This as-told-to essay is based on a conversation with Vivi Mengjie Xiao, an AI product manager and content creator on RedNote, China’s social media platform. The conversation has been edited for length and clarity.
I’m an AI product manager in China, and earlier this year, my CEO asked me to explore how AI could go beyond cost-cutting, to drive innovation.
Outside of work, I’m a content creator on RedNote, where I share AI tools, workflows, and insights with over 45,000 followers.
I used to spend about four hours a day gathering AI industry news: reading posts on X, newsletters, blog posts, and translating English sources into Chinese. I thought: “Can I automate this?” If AI can handle information gathering, what else can it do? If I’m doing something repetitive, I should automate it.
Each agent was born from a real problem I was experiencing. I created six AI employees, and they’re split between work and personal life.
My foray into OpenClaw
At first, I set up only one “lobster” — a nickname Chinese netizens use for deploying an OpenClaw agent — and tried to make it do everything.
I wanted it to manage my calendar, schedule, to-do list, and monitor my work. I get distracted easily, so I wanted it to help me focus on what I needed to do in the moment and help connect the main thread of my work.
I kept stuffing other tasks into it as well, such as assigning it to manage my finances.
The result of putting all of that on one lobster was that its context became long and messy. It basically became ADHD like me: jumping from one thing to another without helping me focus. It was running three work streams at once. That wasn’t going to work, so I split tasks up and assigned them to different lobsters.
Over time, the six AI employees naturally organized into personal vs. work, and within each category, into clear roles.
I have three work agents: the administrative assistant, the researcher, and the chief of staff. The chief of staff simulates my boss’s communication style, and I use it to practice and polish presentations. For personal agents, I have a life coach, a content and expression assistant, and a finance assistant.
It felt like building a real team. It makes sense — you don’t hire six people on day one. You start with one, and as the workload grows, you specialize.

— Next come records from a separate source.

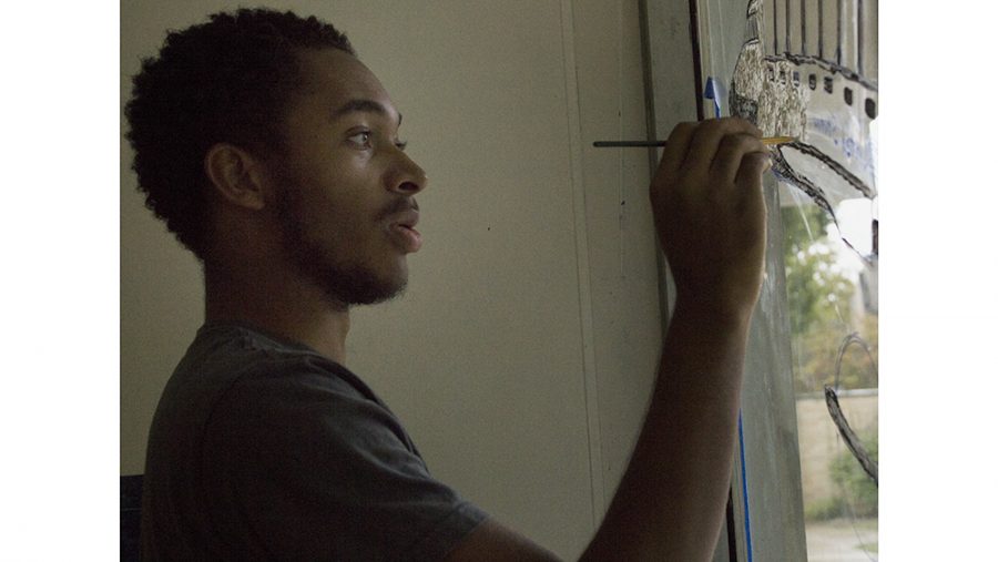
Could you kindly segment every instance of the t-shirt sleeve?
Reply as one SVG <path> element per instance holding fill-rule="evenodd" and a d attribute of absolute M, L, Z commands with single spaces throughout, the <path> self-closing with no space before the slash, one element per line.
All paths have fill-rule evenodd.
<path fill-rule="evenodd" d="M 203 451 L 216 530 L 248 538 L 247 559 L 440 560 L 486 519 L 387 408 L 307 362 L 241 378 Z"/>

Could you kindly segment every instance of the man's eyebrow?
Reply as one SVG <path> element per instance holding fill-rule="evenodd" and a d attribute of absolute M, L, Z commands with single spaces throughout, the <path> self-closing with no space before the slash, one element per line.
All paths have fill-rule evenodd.
<path fill-rule="evenodd" d="M 390 113 L 388 112 L 388 108 L 386 108 L 380 102 L 376 102 L 374 100 L 350 100 L 333 112 L 332 119 L 336 121 L 337 119 L 348 114 L 348 113 L 377 113 L 379 115 L 388 116 Z M 401 113 L 398 114 L 398 124 L 401 125 Z"/>

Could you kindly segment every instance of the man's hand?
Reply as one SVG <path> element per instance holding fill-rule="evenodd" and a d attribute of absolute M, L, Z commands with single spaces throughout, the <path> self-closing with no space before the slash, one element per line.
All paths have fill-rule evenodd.
<path fill-rule="evenodd" d="M 651 184 L 655 228 L 685 306 L 751 313 L 766 246 L 762 173 L 770 157 L 752 123 L 680 123 Z"/>

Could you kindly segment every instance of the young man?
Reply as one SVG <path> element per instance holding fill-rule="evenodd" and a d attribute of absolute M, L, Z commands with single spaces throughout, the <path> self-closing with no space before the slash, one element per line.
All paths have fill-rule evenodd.
<path fill-rule="evenodd" d="M 426 470 L 345 366 L 349 308 L 397 295 L 424 171 L 347 39 L 215 14 L 126 106 L 150 208 L 203 262 L 205 325 L 150 432 L 146 560 L 552 560 Z M 672 132 L 650 196 L 676 284 L 644 428 L 587 560 L 706 560 L 721 527 L 765 247 L 758 131 Z"/>

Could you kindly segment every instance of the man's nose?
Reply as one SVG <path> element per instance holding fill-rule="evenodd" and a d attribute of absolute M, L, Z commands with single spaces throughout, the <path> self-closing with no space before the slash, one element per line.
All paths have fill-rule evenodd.
<path fill-rule="evenodd" d="M 398 152 L 398 162 L 388 174 L 388 188 L 405 195 L 416 195 L 426 188 L 426 172 L 406 153 Z"/>

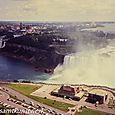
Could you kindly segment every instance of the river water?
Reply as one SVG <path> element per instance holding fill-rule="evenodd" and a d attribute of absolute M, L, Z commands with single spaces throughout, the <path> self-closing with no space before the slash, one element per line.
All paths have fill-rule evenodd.
<path fill-rule="evenodd" d="M 93 30 L 93 28 L 91 30 Z M 95 28 L 93 31 L 96 30 L 103 30 L 105 32 L 115 33 L 115 24 L 106 24 L 105 27 Z M 77 55 L 70 57 L 66 56 L 64 65 L 56 68 L 60 69 L 61 73 L 58 73 L 57 70 L 55 70 L 57 74 L 56 75 L 54 74 L 53 76 L 39 71 L 35 71 L 35 68 L 26 62 L 0 55 L 0 80 L 18 79 L 18 80 L 31 80 L 34 82 L 61 83 L 61 84 L 85 83 L 91 85 L 93 84 L 104 85 L 115 88 L 114 84 L 115 45 L 112 46 L 112 49 L 111 46 L 108 48 L 104 49 L 104 53 L 101 54 L 101 58 L 100 56 L 98 56 L 100 55 L 98 53 L 88 55 L 89 58 L 85 57 L 84 55 L 82 55 L 82 58 L 80 58 Z M 96 56 L 98 56 L 98 58 L 96 58 Z M 82 64 L 80 64 L 79 63 L 80 61 L 78 62 L 76 58 L 77 60 L 80 60 Z M 92 60 L 92 62 L 90 59 Z M 100 61 L 100 63 L 97 63 L 96 61 Z M 108 63 L 106 63 L 107 61 Z M 73 70 L 71 70 L 71 68 L 73 68 Z"/>
<path fill-rule="evenodd" d="M 0 55 L 0 80 L 47 80 L 49 75 L 35 71 L 26 62 Z"/>

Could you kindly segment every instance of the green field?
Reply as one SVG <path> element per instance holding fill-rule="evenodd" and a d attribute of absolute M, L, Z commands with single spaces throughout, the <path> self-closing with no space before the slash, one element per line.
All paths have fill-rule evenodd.
<path fill-rule="evenodd" d="M 19 92 L 19 93 L 21 93 L 21 94 L 23 94 L 23 95 L 25 95 L 25 96 L 33 99 L 33 100 L 36 100 L 38 102 L 41 102 L 43 104 L 52 106 L 54 108 L 57 108 L 57 109 L 60 109 L 63 111 L 67 111 L 68 107 L 74 106 L 72 104 L 30 95 L 32 92 L 34 92 L 35 90 L 37 90 L 39 88 L 39 86 L 37 86 L 37 85 L 8 84 L 7 87 L 12 88 L 12 89 L 16 90 L 17 92 Z"/>
<path fill-rule="evenodd" d="M 76 115 L 112 115 L 112 114 L 107 114 L 104 112 L 83 108 L 82 112 L 76 113 Z"/>

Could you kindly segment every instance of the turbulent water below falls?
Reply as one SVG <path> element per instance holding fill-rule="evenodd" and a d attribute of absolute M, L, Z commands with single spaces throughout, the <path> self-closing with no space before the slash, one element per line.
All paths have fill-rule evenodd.
<path fill-rule="evenodd" d="M 115 88 L 115 46 L 65 56 L 63 65 L 45 82 Z"/>

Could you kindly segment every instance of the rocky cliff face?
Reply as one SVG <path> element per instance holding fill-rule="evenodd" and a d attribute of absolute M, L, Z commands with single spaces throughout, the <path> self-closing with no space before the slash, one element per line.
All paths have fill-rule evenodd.
<path fill-rule="evenodd" d="M 21 38 L 13 38 L 6 42 L 5 48 L 1 51 L 2 53 L 27 61 L 35 66 L 36 70 L 42 70 L 45 72 L 53 72 L 54 68 L 58 64 L 62 64 L 64 60 L 64 55 L 58 54 L 54 47 L 50 47 L 49 43 L 42 42 L 37 43 L 30 41 L 25 41 L 26 36 Z M 32 40 L 30 38 L 30 40 Z M 34 43 L 38 47 L 34 47 Z"/>

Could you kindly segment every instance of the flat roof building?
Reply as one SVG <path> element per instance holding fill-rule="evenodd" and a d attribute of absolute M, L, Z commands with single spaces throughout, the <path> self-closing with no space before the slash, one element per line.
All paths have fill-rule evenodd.
<path fill-rule="evenodd" d="M 107 99 L 107 92 L 101 89 L 92 89 L 88 93 L 87 101 L 91 103 L 99 102 L 99 104 L 105 103 Z"/>
<path fill-rule="evenodd" d="M 73 86 L 62 85 L 60 88 L 52 91 L 51 95 L 80 100 L 83 97 L 84 92 L 80 91 L 79 87 L 75 88 Z"/>

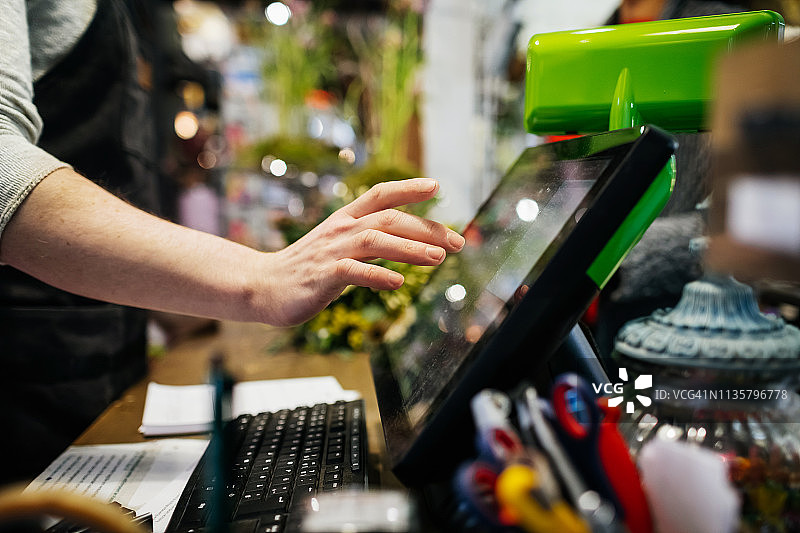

The compound effect of having them connected surprised me. The life coach can read conversations from all five other agents. I use the life coach agent to help me journal daily, and now 70% of my journaling is automated. The agent knows everything — what I researched, what I invested in, and what I stressed about in my presentation rehearsal.
I’m more productive, but also more tired
About 60% to 70% of my daily operational work is handled by these AI agents, including information gathering, research, and content distribution.
However, my workday hasn’t gotten shorter. I’ve shifted from doing “grunt work” to doing more creative, strategic, and high-leverage work. The AI employees freed up capacity for significantly more output.
I’m more productive by any conventional metric. I publish podcast episodes daily, monitor financials in real time, run a knowledge management system, and create content for RedNote and X — all while working full-time.
Honestly, I’m also more tired. This is a paradox I’ve been thinking about: When your efficiency goes up, you don’t work less. You just attempt more.
My bedtime has shifted from midnight to 2 a.m. because there’s always one more thing I want to do, or one more agent I could spin up to solve a new problem.
The future of work
We’re witnessing a fundamental shift in what “work” means.
The Industrial Revolution standardized physical labor. The information revolution standardized knowledge work. And now, AI is standardizing execution work — the “how” of getting things done.
This means the premium is shifting from execution ability to three things: taste and judgment, ability to direct AI, and emotional intelligence.
The future of work is “one-person studios,” solo creators and operators who leverage AI to produce at team-level scale. For companies, the question becomes: do you need 10 junior analysts, or one senior thinker with 10 AI agents?
This isn’t about replacing humans. It’s about liberating humans to do more human work. The parts AI takes away were never the parts that made work meaningful. The parts that remain — creativity, judgment, connection, purpose — are what make us human.
Building a team of six AI agents feels like going from being a solo freelancer to being the CEO of a small company, except your team never sleeps, never complains, and works for the cost of API subscriptions.
I’ve become a more structured thinker, a clearer communicator, and a more ambitious creator. I now think in terms of “which agent should handle this?” for almost every task. AI expanded my sense of what’s possible for one person to build.